Le système électoral allemand dote chaque électeur de deux voix : l'une pour élire directement un candidat dans sa circonscription, et l'autre pour un parti.

Seuls cinq des partis en lice franchissent la barre des 5% requise pour entrer au Bundestag, selon les projections.

La participation atteint un niveau historiquement bas : 70,8 % contre 77,7% il y a quatre ans.

Campagne atone

Mme Merkel, la «femme la plus puissante de la planète» pour la quatrième année consécutive, selon le magazine Forbes, plaidait pour la fin de la coalition avec les sociaux-démocrates.

«Demain, il s'agira de donner la force à l'Union de former un nouveau gouvernement en Allemagne, dans une nouvelle constellation», avait-elle lancé samedi lors de sa dernière réunion, à Berlin, à l'issue d'une campagne atone où elle s'est gardée de faire la moindre promesse.

La CDU a battu campagne en misant tout sur la popularité record de la chancelière, quitte à éviter les débats de fond.

La sécurité avait été renforcée dans le pays, singulièrement dans les gares et les aéroports, alors qu'à l'approche du scrutin des menaces de militants islamistes ont circulé sur l'internet, dont un message sous-titré en anglais et en allemand du chef d'Al-Qaeda, Oussama Ben Laden.
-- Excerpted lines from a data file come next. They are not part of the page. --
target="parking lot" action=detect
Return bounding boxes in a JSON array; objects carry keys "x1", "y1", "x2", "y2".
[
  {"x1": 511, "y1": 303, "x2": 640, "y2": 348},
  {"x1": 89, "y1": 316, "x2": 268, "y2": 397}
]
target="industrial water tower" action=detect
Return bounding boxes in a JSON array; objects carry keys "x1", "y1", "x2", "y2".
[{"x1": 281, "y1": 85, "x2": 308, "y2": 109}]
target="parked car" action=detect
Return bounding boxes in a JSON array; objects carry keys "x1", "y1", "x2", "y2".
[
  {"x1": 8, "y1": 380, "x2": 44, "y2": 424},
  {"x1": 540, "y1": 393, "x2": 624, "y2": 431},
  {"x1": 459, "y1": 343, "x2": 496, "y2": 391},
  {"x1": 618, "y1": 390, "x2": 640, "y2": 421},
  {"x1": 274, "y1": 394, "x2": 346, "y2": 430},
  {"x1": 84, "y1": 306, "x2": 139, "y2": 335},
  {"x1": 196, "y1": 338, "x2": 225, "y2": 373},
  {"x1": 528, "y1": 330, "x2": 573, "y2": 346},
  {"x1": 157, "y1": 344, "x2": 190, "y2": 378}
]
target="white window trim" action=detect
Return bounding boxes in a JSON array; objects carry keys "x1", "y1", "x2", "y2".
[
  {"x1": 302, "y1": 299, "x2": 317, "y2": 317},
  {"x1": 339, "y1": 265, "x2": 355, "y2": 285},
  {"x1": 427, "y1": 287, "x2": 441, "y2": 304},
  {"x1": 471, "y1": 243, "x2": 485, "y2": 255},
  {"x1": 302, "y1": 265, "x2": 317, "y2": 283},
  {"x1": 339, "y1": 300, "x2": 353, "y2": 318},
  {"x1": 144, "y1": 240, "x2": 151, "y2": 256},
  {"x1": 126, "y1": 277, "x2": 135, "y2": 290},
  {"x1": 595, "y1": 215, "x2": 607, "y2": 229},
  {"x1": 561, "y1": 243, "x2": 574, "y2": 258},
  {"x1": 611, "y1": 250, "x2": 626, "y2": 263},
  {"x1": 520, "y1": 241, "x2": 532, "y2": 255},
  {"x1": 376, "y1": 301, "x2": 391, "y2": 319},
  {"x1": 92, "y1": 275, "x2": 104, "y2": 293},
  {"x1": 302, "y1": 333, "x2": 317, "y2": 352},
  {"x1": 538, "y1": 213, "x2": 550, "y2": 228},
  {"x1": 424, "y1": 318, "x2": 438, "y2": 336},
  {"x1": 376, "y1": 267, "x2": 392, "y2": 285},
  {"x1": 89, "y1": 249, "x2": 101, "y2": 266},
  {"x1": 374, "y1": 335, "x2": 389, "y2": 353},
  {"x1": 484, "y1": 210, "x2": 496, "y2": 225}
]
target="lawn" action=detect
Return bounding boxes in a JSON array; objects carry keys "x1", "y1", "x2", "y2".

De nombreux dossiers économiques attendent le gouvernement Merkel II, dont l'accroissement annoncé du chômage, l'augmentation des déficits et les difficultés du système éducatif et de santé, alors que le pays commence à sortir de la récession.

 L'engagement de l'Allemagne en Afghanistan figurera aussi à l'ordre du jour.

CDU et FDP ont déjà dit vouloir revenir sur l'abandon programmé de l'énergie nucléaire.